The FeCO backbonding correlation, a plot of CO versus FeCO vibrational frequencies, is a useful tool for investigating proximal ligand and distal environmental effects in CO adducts of heme proteins and models. The data fall on parallel lines of negative slope, shifted along the FeCO axis for proximal ligands of different donor strength. However, new resonance Raman spectra of five-coordinate Fe(II)(porphyrins)(CO) with electron-withdrawing or -donating substituents reveal that the backbonding slope is reduced in the absence of a proximal ligand. This phenomenon has been explored with non-local density functional theory on Fe(II)(porphines)(CO) with fluorine, chlorine and amino substituents. The calculations likewise give lines of negative slope, displaced according to trans ligand donor strength. Strikingly, the slopes are nearly the same for pyridine and methylthiolate trans ligands, but halved for five-coordinate complexes, as in the experimental plots. However, the magnitude of the slopes, as well as the displacements of the correlations, are about twice the experimental values. The origin of the backbonding behavior can be seen in the bond-length relationships for the calculated structures.
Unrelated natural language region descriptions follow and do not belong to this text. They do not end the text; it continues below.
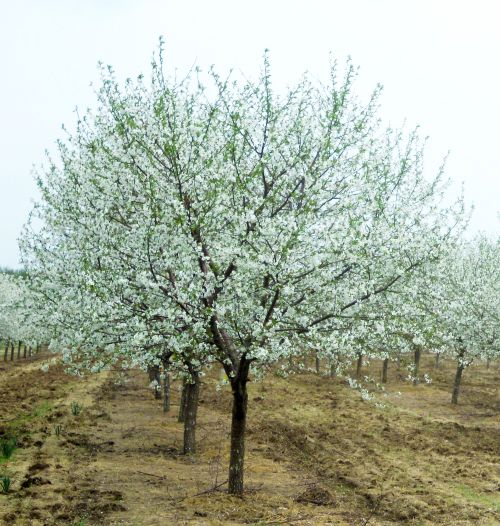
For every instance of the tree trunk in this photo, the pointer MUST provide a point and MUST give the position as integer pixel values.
(359, 365)
(182, 405)
(385, 367)
(333, 368)
(458, 380)
(154, 376)
(436, 365)
(416, 369)
(238, 427)
(191, 405)
(166, 385)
For a given CO length, the FeCO bond is lengthened systematically by increasing the donor strength of the axial ligand, whose sigma donor orbital competes with the CO donor sigma orbital for the vacant Fe d z 2 orbital. For a given proximal ligand, the FeCO and CO bond lengths are negatively correlated, as expected for backbonding. In addition, the slopes increase systematically with increasing ligand donor strength, because the longer FeCO distance decreases the π overlap, and increases the FeCO sensitivity to backbonding changes.